Note that they were like men who dreamed. Dreams play an important part in Old Testament Scripture, particularly with Joseph and Daniel who interpreted dreams for kings while they waited in prison or captivity. Joseph was thrown in the pit by his brothers because of his sharing his dreams. Yet, later he was promoted from prison to Prime Minister for his interpretation to Pharaoh. I am not big on interpreting dreams as part of counseling. I do believe that God can use anything to get to us if we are listening. I also think nightmares and good dreams might reveal where your mind and spirit reside. Write down visions you see at night if you awake. In the morning these thoughts might be full of meaning for you. I have seen it through my wife who is a constant prayer. She has been warned with vivid dreams.

Isaiah the Prophet has a very vivid poem for the joy of the redeemed. The wilderness and the wasteland shall be glad for them,
And the desert shall rejoice and blossom as the rose;
It shall blossom abundantly and rejoice,
Even with joy and singing… Strengthen the weak hands,
And make firm the feeble knees. 
Say to those who are fearful-hearted,
“Be strong, do not fear!
Behold, your God will come with vengeance,
With the recompense of God;
He will come and save you.”
Then the eyes of the blind shall be opened,
And the ears of the deaf shall be unstopped.
Then the lame shall leap like a deer,
And the tongue of the dumb sing.
For waters shall burst forth in the wilderness,
And streams in the desert.
The parched ground shall become a pool,
And the thirsty land springs of water;
In the habitation of jackals, where each lay,
There shall be grass with reeds and rushes. 
A highway shall be there, and a road,
And it shall be called the Highway of Holiness.
The unclean shall not pass over it,
But it shall be for others.
Whoever walks the road, although a fool,
Shall not go astray.
No lion shall be there,
Nor shall any ravenous beast go up on it;
It shall not be found there.
But the redeemed shall walk there,
And the ransomed of the Lord shall return,
And come to Zion with singing,
With everlasting joy on their heads.
They shall obtain joy and gladness,
And sorrow and sighing shall flee away.”

“The Way of Holiness” or “The Most Excellent Way” as Paul wrote in 1 Corinthians 12:31, is about the way of the holy and redeemed of God. Isaiah and this psalm speak of the coming of God’s solution for life and joy for those who would walk in it. My book This is the Way, Walk in it, speaks in two volumes of how to walk in this way at Isaiah 30:21 tells us. It is by obeying God’s voice he tells us, through His Word.

“Joy is not a requirement of Christian discipleship, it is a consequence,” Peterson tells us. If we are with the Lord continually, expectantly, we will be glad and full of joy.
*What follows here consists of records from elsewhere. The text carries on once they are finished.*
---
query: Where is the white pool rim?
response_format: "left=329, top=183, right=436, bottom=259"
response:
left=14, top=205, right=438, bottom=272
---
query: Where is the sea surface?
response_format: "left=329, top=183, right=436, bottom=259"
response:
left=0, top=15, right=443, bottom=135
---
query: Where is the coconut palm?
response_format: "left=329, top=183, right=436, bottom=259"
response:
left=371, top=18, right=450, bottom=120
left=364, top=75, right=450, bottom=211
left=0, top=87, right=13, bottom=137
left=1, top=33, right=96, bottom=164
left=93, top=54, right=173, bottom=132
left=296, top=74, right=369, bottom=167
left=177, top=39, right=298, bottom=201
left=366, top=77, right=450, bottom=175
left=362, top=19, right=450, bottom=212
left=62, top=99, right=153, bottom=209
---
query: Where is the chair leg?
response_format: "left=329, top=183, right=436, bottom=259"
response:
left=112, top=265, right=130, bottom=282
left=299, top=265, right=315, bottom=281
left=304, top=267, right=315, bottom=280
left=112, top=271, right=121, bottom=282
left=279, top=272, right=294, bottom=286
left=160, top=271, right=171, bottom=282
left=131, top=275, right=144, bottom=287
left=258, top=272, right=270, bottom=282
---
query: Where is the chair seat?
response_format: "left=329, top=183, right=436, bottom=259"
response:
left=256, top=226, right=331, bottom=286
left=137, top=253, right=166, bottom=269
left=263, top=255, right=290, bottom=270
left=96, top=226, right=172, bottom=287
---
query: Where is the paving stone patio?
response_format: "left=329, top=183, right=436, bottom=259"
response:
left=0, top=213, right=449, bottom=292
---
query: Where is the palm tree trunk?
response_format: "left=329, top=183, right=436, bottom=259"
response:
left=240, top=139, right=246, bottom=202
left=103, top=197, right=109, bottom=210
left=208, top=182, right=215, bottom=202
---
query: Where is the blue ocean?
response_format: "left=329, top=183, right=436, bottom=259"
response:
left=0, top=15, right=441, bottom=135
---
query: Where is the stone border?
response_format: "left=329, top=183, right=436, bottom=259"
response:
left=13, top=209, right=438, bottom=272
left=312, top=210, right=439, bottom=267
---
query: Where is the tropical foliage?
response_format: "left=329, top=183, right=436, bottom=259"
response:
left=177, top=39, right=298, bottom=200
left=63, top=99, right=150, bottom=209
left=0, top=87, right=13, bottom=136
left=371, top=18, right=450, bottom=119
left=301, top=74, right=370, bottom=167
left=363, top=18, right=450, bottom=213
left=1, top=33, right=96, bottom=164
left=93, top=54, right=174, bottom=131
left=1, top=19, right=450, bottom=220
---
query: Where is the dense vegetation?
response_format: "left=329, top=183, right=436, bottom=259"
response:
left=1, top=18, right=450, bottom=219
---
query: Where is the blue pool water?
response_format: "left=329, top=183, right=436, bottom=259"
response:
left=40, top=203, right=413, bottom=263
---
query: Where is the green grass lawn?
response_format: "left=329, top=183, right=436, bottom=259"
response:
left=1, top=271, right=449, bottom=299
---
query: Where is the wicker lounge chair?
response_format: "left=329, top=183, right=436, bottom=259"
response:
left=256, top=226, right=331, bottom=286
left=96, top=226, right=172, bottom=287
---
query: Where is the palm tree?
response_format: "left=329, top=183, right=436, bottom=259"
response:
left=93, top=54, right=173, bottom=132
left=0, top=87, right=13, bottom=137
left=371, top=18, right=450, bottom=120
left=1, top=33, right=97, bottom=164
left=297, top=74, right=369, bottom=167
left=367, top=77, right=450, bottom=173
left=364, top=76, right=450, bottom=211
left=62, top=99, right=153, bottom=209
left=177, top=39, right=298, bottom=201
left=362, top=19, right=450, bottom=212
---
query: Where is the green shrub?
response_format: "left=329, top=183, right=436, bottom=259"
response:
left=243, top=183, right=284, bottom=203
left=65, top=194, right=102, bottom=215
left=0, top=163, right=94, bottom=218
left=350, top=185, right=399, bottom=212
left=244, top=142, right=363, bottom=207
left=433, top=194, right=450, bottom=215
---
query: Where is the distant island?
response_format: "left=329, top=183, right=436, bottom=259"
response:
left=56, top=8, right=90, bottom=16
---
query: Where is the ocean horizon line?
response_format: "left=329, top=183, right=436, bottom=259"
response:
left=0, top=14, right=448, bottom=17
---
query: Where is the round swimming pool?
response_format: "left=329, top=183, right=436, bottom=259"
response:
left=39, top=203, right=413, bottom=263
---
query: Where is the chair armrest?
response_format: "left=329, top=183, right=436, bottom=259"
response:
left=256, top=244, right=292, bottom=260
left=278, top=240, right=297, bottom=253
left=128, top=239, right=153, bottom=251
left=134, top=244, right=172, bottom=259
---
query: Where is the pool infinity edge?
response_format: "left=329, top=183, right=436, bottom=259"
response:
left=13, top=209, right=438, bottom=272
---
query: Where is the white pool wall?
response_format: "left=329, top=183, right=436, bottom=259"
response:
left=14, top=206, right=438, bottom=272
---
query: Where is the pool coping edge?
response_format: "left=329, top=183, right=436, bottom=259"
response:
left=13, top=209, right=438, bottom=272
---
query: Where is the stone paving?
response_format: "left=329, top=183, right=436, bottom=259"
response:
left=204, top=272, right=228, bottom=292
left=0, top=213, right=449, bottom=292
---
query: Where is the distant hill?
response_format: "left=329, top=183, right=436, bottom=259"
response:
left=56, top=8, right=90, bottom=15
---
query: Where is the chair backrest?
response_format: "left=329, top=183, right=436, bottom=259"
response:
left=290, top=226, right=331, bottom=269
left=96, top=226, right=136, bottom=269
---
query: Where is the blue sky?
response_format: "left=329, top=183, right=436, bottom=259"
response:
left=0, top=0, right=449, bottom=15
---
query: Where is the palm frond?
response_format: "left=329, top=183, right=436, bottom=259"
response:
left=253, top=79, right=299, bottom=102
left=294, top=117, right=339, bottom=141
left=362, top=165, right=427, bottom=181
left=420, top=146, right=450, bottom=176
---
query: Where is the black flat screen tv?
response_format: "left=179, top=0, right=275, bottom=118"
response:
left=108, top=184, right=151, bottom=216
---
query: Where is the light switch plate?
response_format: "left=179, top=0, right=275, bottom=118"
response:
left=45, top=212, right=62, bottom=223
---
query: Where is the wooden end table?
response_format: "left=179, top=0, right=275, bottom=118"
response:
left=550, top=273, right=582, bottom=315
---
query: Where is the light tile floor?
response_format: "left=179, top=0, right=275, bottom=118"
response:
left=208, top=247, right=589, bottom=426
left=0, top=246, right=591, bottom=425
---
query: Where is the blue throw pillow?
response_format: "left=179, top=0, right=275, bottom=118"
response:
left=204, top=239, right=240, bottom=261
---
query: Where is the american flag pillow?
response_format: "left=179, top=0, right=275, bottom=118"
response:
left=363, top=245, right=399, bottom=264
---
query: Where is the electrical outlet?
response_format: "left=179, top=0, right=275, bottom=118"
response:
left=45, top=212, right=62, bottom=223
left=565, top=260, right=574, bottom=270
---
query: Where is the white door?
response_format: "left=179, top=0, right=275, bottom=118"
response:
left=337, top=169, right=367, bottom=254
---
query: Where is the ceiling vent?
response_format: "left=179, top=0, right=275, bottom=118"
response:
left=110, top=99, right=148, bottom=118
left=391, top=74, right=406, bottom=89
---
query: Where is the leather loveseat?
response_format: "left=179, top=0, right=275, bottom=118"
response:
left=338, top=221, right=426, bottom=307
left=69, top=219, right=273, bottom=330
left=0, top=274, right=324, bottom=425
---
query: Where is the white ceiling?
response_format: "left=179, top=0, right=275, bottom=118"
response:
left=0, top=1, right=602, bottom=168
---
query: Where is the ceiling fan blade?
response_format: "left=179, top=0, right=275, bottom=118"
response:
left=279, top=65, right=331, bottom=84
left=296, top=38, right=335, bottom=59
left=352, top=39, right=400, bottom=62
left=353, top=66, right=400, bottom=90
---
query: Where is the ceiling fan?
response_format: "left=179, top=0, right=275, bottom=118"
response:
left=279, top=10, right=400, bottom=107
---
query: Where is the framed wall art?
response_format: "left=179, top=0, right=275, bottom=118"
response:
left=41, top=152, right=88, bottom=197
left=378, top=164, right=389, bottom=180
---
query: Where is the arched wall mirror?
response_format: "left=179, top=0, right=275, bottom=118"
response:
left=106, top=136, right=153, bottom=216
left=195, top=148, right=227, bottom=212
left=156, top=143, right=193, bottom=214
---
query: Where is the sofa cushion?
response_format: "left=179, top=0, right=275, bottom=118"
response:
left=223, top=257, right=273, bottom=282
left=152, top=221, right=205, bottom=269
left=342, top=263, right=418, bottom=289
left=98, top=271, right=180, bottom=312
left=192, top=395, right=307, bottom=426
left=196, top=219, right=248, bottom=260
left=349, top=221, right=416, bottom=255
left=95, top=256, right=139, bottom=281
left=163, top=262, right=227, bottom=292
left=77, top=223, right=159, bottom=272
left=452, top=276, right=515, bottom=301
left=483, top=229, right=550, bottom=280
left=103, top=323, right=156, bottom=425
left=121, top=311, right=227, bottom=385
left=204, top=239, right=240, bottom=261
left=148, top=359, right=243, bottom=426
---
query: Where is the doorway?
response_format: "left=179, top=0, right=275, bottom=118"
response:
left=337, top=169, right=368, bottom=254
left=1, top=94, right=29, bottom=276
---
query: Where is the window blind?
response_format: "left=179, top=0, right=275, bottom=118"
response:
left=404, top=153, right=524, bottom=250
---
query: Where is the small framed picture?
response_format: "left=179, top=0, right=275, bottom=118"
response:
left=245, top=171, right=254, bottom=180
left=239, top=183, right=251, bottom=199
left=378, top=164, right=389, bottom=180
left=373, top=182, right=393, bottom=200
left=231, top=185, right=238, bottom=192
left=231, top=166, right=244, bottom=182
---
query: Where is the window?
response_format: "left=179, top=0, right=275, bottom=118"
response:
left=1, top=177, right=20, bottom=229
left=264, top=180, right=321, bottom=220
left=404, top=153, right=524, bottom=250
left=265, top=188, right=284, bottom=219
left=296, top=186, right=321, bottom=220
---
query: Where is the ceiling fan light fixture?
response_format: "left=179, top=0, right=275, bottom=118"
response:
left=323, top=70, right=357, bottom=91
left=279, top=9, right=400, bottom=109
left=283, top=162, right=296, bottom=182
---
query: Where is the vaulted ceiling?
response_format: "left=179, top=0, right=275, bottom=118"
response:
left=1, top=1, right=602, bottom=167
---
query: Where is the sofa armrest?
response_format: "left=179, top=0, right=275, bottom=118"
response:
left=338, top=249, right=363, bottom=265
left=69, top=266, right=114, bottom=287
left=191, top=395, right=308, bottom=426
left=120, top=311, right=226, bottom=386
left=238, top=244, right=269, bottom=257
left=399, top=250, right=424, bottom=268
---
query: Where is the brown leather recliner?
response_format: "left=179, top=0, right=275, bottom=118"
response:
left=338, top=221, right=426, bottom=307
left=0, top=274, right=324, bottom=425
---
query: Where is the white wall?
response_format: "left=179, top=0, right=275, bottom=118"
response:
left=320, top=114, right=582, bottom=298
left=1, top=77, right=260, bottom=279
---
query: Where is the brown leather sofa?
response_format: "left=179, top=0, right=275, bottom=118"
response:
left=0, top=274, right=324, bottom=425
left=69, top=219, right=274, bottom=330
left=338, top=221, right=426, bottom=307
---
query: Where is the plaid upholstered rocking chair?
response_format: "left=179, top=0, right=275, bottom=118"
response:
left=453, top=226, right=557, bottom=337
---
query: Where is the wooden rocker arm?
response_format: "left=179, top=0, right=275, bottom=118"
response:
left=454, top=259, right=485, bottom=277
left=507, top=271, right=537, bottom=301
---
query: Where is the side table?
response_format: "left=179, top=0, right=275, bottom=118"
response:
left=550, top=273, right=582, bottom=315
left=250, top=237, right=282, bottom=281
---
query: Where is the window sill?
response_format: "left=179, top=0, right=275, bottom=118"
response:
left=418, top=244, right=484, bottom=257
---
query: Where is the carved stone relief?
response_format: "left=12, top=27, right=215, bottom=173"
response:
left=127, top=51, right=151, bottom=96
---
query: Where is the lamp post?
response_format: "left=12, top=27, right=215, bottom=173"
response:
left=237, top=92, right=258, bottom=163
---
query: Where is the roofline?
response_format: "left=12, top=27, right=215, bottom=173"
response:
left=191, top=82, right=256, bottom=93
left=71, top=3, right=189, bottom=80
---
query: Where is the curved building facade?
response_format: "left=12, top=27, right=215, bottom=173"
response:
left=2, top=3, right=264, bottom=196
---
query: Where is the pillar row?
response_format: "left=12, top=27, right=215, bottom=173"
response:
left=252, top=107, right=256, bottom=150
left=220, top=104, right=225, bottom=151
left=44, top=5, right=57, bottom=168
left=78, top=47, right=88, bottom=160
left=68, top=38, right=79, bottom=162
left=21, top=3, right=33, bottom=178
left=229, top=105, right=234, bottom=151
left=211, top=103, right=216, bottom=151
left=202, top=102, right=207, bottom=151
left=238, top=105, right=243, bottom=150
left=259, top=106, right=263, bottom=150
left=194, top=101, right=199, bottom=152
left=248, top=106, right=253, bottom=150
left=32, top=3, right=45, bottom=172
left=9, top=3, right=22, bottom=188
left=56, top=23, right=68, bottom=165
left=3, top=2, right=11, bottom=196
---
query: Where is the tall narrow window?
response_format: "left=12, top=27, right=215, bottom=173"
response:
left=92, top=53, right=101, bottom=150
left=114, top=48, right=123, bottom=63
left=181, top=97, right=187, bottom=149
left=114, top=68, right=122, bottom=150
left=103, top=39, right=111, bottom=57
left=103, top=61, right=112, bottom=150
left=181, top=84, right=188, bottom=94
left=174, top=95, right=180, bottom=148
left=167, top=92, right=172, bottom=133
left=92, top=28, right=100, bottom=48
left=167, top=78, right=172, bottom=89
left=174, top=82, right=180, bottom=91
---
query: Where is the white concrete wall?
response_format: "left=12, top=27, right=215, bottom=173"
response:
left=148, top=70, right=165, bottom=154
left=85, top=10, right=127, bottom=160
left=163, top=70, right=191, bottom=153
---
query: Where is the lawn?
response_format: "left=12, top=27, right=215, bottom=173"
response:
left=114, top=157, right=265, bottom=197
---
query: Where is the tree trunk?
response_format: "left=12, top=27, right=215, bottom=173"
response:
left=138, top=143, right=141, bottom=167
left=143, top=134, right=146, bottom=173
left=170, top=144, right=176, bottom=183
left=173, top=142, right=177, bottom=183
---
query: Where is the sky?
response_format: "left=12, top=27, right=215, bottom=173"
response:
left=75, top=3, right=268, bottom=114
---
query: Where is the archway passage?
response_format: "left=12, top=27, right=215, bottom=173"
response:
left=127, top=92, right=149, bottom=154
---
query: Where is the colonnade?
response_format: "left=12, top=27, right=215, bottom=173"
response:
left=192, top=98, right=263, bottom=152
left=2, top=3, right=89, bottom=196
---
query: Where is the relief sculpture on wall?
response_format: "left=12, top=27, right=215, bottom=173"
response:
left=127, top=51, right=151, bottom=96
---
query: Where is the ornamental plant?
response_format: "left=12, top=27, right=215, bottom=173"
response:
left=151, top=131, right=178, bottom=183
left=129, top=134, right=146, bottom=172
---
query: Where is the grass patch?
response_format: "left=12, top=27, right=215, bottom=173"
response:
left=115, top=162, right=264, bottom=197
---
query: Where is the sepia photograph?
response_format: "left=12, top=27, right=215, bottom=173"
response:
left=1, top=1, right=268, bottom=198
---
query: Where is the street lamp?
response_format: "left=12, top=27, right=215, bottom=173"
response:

This theme is also for those in mourning or grieving. God wants to “turn our wailing into dancing, and clothe me with joy” (Psalm 30:11 paraphrase).

I love the thought of being able to laugh about the trials of life. Proverbs Epilogue about the “Woman of Noble Character” tells us that she was clothed in strength and could laugh at the days to come with wisdom. It was because she feared, obeyed and praised the Lord. Can you do that? This laughter and joy come from living expectantly in the world of troubles and pain. We know that He will wipe away our tears and lead us to springs of living water as Revelation 7:17 tells us. What a promise in the end times. God has come and He is coming again. He is returning very soon to take His redeemed to be with Him in heaven. We can rejoice about that in the middle of our problems. That is A Long Obedience in the Same Direction.

“Rejoice, I say again rejoice, let you gentleness be known to all for the Lord is near” (Philippians 4:4).